As with current univariate analysis, anomalies are considered more significant if there are a number of other anomalies happening in the same bucket. With multivariate analysis the probabilities are additionally adjusted considering the anomalousness of each of its related pairs, if any. To summarize results, only the most anomalous record will be written for each bucket, for each metricname and for each instance. This may be an anomaly given the value of a paired time series, or may be an anomaly in its own right.

Multivariate result

Querying the results using the API

Multivariate results are similar to univariate results and can be retrieved in the same way using the Results Endpoint. Actual and typical values for the anomaly are given and in addition, the related series is provided. So, for example, the following shows that DiskWrite is considered anomalous given the value of NetworkIn:

...
"function" : "mean",
"byFieldValue" : "DiskWrite",
"correlatedByFieldValue" : "NetworkIn",
"typical" : 98276,
"actual" : 20001,
"probability" : 3.52203E-39,
"normalizedProbability" : 86.56073,
...

Note that the correlatedByFieldValue may not always be reported.
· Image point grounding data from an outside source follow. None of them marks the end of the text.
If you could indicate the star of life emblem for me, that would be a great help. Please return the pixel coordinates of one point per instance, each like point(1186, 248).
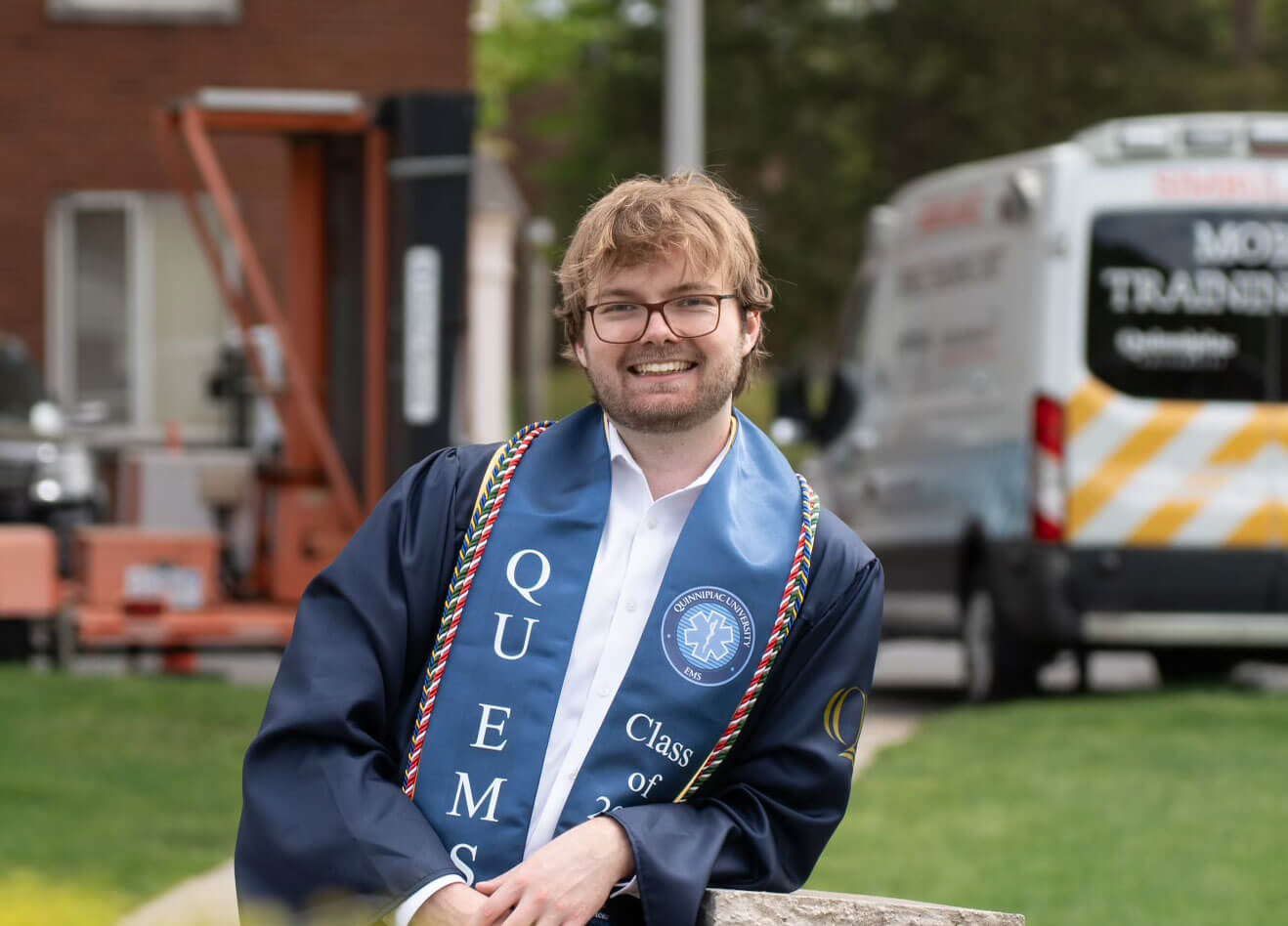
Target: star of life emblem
point(708, 635)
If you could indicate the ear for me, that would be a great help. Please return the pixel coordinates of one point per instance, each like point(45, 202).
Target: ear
point(751, 331)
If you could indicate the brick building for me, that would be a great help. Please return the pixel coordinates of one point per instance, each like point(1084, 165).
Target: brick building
point(85, 206)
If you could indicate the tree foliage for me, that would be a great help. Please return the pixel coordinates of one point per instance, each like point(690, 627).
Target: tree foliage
point(818, 109)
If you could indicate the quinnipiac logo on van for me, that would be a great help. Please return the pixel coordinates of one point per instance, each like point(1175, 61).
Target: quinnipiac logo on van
point(708, 635)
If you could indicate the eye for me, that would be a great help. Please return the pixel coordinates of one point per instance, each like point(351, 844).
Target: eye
point(696, 303)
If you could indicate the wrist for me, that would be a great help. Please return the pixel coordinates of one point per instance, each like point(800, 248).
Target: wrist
point(619, 849)
point(449, 905)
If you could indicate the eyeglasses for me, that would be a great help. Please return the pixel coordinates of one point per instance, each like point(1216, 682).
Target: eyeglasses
point(691, 316)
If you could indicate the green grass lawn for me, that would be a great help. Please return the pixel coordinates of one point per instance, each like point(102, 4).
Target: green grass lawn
point(1163, 808)
point(1166, 808)
point(112, 789)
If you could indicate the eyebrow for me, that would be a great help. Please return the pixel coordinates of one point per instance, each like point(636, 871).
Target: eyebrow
point(619, 292)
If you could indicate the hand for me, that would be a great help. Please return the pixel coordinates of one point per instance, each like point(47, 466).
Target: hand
point(562, 884)
point(454, 905)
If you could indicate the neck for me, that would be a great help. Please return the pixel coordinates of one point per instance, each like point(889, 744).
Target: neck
point(672, 460)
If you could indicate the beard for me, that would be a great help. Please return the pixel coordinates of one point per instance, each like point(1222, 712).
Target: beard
point(665, 408)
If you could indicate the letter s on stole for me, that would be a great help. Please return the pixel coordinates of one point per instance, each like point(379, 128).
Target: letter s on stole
point(833, 715)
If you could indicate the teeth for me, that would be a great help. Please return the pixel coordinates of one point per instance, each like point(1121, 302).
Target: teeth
point(670, 367)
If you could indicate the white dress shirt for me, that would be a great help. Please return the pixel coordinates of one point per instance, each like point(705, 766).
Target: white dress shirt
point(634, 551)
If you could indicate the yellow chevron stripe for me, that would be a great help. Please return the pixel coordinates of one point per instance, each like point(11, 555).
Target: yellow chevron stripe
point(1260, 528)
point(1086, 405)
point(1093, 494)
point(1248, 441)
point(1165, 523)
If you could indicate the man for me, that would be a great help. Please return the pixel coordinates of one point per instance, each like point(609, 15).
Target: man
point(653, 658)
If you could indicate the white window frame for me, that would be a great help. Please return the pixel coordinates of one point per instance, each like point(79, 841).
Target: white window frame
point(145, 11)
point(58, 311)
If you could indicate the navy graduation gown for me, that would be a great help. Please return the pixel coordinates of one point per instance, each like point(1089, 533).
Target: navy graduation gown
point(323, 812)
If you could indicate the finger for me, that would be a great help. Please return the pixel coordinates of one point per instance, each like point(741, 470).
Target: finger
point(503, 897)
point(526, 913)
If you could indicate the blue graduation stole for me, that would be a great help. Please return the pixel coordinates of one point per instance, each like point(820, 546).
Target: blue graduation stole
point(494, 679)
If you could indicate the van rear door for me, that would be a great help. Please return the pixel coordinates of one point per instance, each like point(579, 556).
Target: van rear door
point(1179, 437)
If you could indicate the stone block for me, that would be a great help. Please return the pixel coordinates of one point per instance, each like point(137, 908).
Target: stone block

This is because it may be an anomaly in its own right or the Engine API may have learned that the time series are no longer correlated.

Operational best practice

Released in Engine API 2.0, the following is recommended as best practice:

  • Use a long enough bucketSpan to ensure that data points exist for all by-fields in the input data, otherwise correlations cannot be seen.
  • Allow a slightly longer learning period for the Engine API to detect correlations; typically a minimum of 2 days or 100 buckets depending upon the characteristics of the data.

The following caveats apply:

  • Multivariate analysis is configured per job and is off by default.
  • Multivariate analysis cannot currently be used for population analysis.
  • Analysis of fields containing hyphens causes unexpected results.
  • Multivariate analysis requires a small amount more processing and memory than traditional univariate analysis.